Orlando starts out the book as he, becomes he/she at the moment of transition, and continues for the next 200 years as she (Orlando lives for a very long time). But Microsoft thinks Woolf could do better. Instead of he/she, Word advises, “A gender-neutral pronoun here would be more inclusive.” Maybe so, but Word offers no gender advice for the reflexive pronoun himself. If Woolf took Word’s advice, she’d wind up with “Then they dressed himself.”
Woolf did revise the passage, but not in the way MS Word suggests. The printed version of Orlando leaves out this confusion of pronouns: “The sound of the trumpets died away and Orlando stood stark naked.”

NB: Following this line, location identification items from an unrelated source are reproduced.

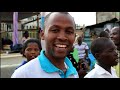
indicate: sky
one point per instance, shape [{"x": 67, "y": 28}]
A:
[{"x": 87, "y": 18}]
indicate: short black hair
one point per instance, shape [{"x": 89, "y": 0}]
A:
[
  {"x": 31, "y": 40},
  {"x": 104, "y": 34},
  {"x": 48, "y": 15},
  {"x": 99, "y": 44}
]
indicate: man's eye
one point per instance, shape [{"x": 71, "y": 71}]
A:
[
  {"x": 69, "y": 32},
  {"x": 29, "y": 49}
]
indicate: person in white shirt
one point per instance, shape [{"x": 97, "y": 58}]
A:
[
  {"x": 59, "y": 36},
  {"x": 104, "y": 51},
  {"x": 82, "y": 48}
]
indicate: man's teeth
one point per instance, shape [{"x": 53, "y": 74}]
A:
[{"x": 61, "y": 46}]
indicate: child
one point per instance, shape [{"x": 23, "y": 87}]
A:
[
  {"x": 30, "y": 50},
  {"x": 104, "y": 51}
]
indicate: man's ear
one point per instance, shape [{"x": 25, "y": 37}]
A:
[
  {"x": 42, "y": 35},
  {"x": 97, "y": 55}
]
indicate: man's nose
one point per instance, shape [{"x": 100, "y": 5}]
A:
[{"x": 62, "y": 36}]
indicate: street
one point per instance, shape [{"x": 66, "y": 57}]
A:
[{"x": 8, "y": 64}]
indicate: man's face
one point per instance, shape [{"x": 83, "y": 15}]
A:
[
  {"x": 109, "y": 55},
  {"x": 32, "y": 51},
  {"x": 115, "y": 36},
  {"x": 59, "y": 35}
]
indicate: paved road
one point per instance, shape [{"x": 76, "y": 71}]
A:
[{"x": 8, "y": 64}]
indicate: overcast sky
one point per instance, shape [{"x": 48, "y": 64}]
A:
[{"x": 87, "y": 18}]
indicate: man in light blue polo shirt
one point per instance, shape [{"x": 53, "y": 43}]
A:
[{"x": 59, "y": 36}]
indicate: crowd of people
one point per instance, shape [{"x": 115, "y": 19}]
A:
[{"x": 62, "y": 57}]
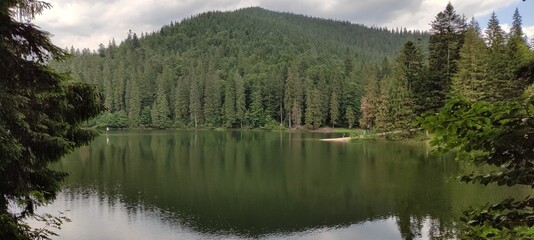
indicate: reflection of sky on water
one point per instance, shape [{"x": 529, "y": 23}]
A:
[{"x": 103, "y": 218}]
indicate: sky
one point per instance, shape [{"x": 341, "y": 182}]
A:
[{"x": 87, "y": 23}]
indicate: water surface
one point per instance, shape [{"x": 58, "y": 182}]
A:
[{"x": 267, "y": 185}]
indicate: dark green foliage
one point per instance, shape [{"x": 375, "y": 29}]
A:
[
  {"x": 446, "y": 39},
  {"x": 273, "y": 53},
  {"x": 40, "y": 116},
  {"x": 472, "y": 80},
  {"x": 499, "y": 135}
]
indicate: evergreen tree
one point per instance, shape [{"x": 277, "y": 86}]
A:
[
  {"x": 40, "y": 117},
  {"x": 230, "y": 102},
  {"x": 195, "y": 104},
  {"x": 335, "y": 98},
  {"x": 518, "y": 53},
  {"x": 446, "y": 39},
  {"x": 472, "y": 80},
  {"x": 160, "y": 108},
  {"x": 369, "y": 100},
  {"x": 293, "y": 96},
  {"x": 410, "y": 66},
  {"x": 499, "y": 76},
  {"x": 240, "y": 100},
  {"x": 134, "y": 102},
  {"x": 181, "y": 107},
  {"x": 383, "y": 118},
  {"x": 212, "y": 101}
]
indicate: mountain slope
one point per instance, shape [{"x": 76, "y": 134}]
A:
[{"x": 250, "y": 67}]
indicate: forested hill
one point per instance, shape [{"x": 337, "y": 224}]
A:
[{"x": 250, "y": 67}]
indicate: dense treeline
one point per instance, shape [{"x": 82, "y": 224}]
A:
[
  {"x": 462, "y": 62},
  {"x": 251, "y": 67}
]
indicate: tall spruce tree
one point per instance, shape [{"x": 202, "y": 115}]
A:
[
  {"x": 368, "y": 104},
  {"x": 411, "y": 67},
  {"x": 446, "y": 39},
  {"x": 40, "y": 116},
  {"x": 472, "y": 79},
  {"x": 499, "y": 76},
  {"x": 229, "y": 102}
]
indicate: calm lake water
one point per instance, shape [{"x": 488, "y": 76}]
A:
[{"x": 260, "y": 185}]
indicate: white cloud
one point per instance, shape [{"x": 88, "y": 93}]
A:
[{"x": 86, "y": 23}]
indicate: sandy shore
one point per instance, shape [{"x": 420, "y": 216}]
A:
[{"x": 345, "y": 139}]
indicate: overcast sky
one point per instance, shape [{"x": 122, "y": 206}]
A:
[{"x": 87, "y": 23}]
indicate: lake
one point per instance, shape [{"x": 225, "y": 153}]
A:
[{"x": 261, "y": 185}]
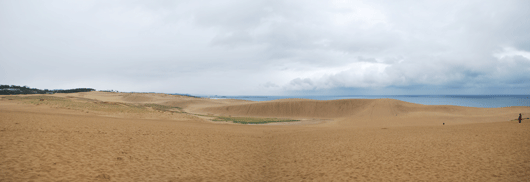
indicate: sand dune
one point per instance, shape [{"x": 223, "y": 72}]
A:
[
  {"x": 134, "y": 137},
  {"x": 368, "y": 112}
]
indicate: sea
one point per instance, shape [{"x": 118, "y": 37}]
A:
[{"x": 483, "y": 101}]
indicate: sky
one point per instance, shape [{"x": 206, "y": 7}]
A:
[{"x": 268, "y": 47}]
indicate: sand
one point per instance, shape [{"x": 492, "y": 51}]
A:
[{"x": 100, "y": 136}]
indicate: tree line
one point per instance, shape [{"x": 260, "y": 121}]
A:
[{"x": 15, "y": 89}]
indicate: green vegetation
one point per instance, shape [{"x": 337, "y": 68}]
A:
[
  {"x": 247, "y": 120},
  {"x": 80, "y": 104},
  {"x": 14, "y": 90}
]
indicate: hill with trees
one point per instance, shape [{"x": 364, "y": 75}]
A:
[{"x": 15, "y": 89}]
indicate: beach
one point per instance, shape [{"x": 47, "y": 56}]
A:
[{"x": 103, "y": 136}]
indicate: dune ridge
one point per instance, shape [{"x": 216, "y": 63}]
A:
[{"x": 143, "y": 137}]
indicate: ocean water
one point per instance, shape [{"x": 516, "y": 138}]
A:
[{"x": 484, "y": 101}]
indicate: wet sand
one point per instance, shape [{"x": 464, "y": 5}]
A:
[{"x": 113, "y": 137}]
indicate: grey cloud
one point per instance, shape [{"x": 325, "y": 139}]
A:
[{"x": 240, "y": 47}]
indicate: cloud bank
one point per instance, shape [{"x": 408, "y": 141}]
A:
[{"x": 268, "y": 47}]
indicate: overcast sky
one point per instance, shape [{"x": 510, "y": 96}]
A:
[{"x": 235, "y": 47}]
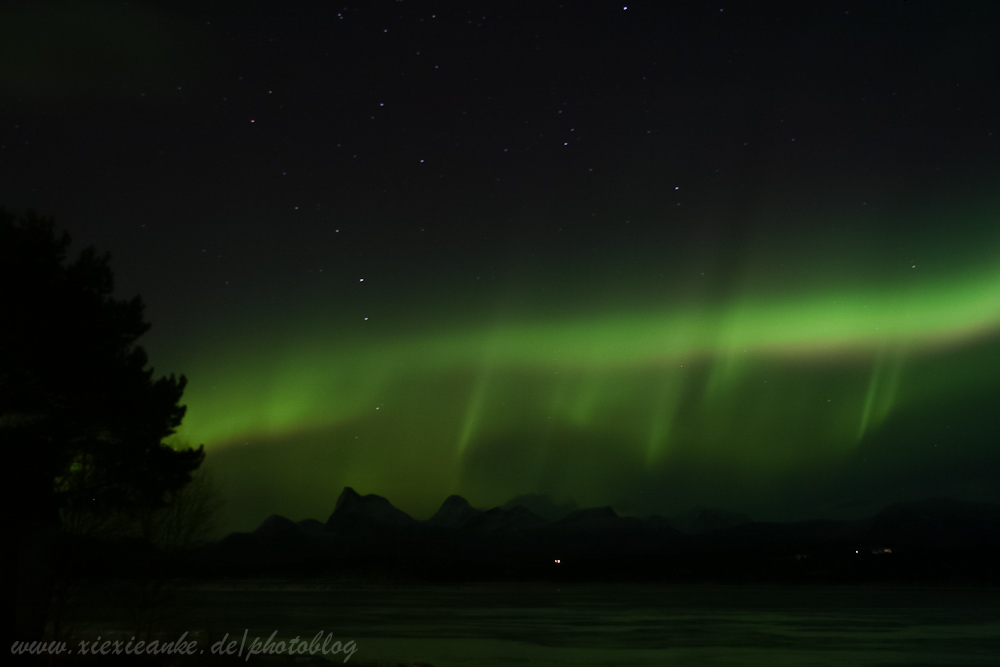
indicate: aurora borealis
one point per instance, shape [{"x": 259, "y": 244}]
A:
[{"x": 647, "y": 256}]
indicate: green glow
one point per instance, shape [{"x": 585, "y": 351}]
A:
[{"x": 763, "y": 382}]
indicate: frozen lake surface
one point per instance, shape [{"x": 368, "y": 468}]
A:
[{"x": 547, "y": 624}]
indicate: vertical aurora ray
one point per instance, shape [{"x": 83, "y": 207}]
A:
[{"x": 575, "y": 402}]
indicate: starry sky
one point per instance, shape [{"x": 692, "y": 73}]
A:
[{"x": 654, "y": 255}]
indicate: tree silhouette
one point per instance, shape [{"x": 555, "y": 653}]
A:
[{"x": 82, "y": 420}]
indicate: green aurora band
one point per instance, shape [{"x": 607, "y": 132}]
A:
[
  {"x": 727, "y": 394},
  {"x": 766, "y": 385}
]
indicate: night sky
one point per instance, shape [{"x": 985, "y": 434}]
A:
[{"x": 735, "y": 254}]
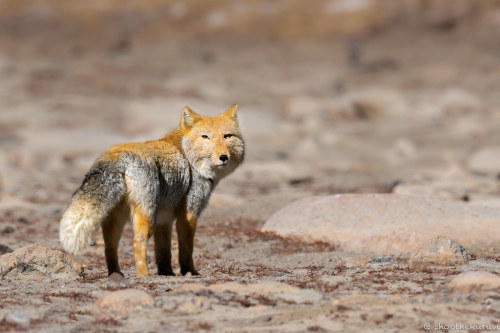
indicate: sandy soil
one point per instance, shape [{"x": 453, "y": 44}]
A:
[{"x": 316, "y": 121}]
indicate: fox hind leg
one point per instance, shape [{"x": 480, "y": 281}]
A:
[
  {"x": 162, "y": 236},
  {"x": 142, "y": 233},
  {"x": 112, "y": 229},
  {"x": 186, "y": 227}
]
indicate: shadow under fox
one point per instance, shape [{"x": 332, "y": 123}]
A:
[{"x": 154, "y": 184}]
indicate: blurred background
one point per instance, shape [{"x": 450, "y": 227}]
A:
[{"x": 334, "y": 95}]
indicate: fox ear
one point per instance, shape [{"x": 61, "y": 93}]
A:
[
  {"x": 231, "y": 113},
  {"x": 189, "y": 117}
]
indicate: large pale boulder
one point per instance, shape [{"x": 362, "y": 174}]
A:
[{"x": 386, "y": 223}]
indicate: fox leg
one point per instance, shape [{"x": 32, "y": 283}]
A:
[
  {"x": 162, "y": 237},
  {"x": 186, "y": 227},
  {"x": 112, "y": 229},
  {"x": 142, "y": 232}
]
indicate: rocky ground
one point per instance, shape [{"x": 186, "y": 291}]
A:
[{"x": 412, "y": 115}]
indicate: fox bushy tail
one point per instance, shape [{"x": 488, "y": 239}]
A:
[{"x": 100, "y": 192}]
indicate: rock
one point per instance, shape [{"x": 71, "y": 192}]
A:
[
  {"x": 456, "y": 101},
  {"x": 264, "y": 288},
  {"x": 486, "y": 160},
  {"x": 386, "y": 223},
  {"x": 40, "y": 259},
  {"x": 18, "y": 319},
  {"x": 477, "y": 283},
  {"x": 119, "y": 304},
  {"x": 117, "y": 281},
  {"x": 452, "y": 183},
  {"x": 440, "y": 251},
  {"x": 377, "y": 103}
]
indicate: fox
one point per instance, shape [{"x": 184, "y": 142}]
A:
[{"x": 153, "y": 184}]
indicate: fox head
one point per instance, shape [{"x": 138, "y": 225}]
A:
[{"x": 213, "y": 145}]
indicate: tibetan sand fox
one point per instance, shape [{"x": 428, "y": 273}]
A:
[{"x": 154, "y": 183}]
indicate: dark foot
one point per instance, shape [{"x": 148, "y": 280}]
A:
[
  {"x": 115, "y": 272},
  {"x": 117, "y": 281},
  {"x": 192, "y": 271},
  {"x": 166, "y": 272}
]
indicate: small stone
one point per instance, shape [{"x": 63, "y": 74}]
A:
[
  {"x": 7, "y": 230},
  {"x": 18, "y": 319},
  {"x": 440, "y": 251},
  {"x": 119, "y": 304},
  {"x": 190, "y": 306},
  {"x": 40, "y": 259},
  {"x": 477, "y": 283},
  {"x": 5, "y": 249},
  {"x": 382, "y": 260},
  {"x": 117, "y": 281},
  {"x": 486, "y": 160}
]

Finally, here’s a bit from a blog post I wrote about the new French genderless pronoun iel. We’ve seen Word’s context-insensitive takes on inclusivity. Here we see that Word’s grammar checker is not too good at grammar.
First, a bit of history. Lo, the first French genderless pronoun, was coined in 1765 by Joachim Faiguet de Villeneuve. It wasn’t until 1841 that an American, Francis A. Brewster, got into the pronoun coining game. Brewster wasn’t particularly “woke”—he was a recent Yale MD who didn’t like the work, wrote a widely-ignored grammar book, and wound up selling insurance. Not the profile of your typical 19th-century progressive. But Brewster did coin E, the first gender-neutral English pronoun, a word meant to include both women and men, though—and this is tantalizing—Brewster called his new pronoun not common-gender or gender-neutral, but “masculor feminine,” from a Latin word meaning ‘hermaphrodite.’
Brewster’s use of masculor feminine is surely the first hint at fluid gender reference in an English grammar book, so maybe Dr. Brewster was just a little bit woke after all. In contrast, MS Woke seems to be asleep on the job. The utility parses was as a helping verb and advises me to call Brewster “waking” instead of “woke.” But that’s wrong. Woke is an adjective, and was is the main verb, not an auxiliary. The passage about Brewster ends with this sentence (not shown in the image above): “Brewster did quit doctoring—he wound up selling insurance.” Here Word makes another category error, objecting to my use of wound up, saying “these words work best when connected by a hyphen.” O Word, do pardon me, wound up is a verb, not a noun.
So much, then, for Word’s “Grammar & Refinements.” Its suggestions are neither grammatical nor refined.
Inclusive language is a big issue today, as it has been at various times in the past. Remember the debates over Ms., chair, and waitron in the 1970s? The continual shifts in neutral terms to describe racial, ethnic, and religious groups? Shifting terms to describe physical and psychological illness and abilities? Inclusive language has always been controversial, and today some staunch conservatives charge that it’s a form of thought-control. But language that excludes can be even more controlling. It's certainly more offensive. Yes, the explicit goal of some writers is to be offensive—Have I offended everyone? is a staple of in-your-face stand-up comedy. But no writer wants to be inadvertently offensive, and that’s where sensitivity reading helps the most.
So I’m all for sensitivity reading. I just don’t think Microsoft Word is sensitive enough to do that. Sorry if I’ve offended anyone in Redmond or on the internets.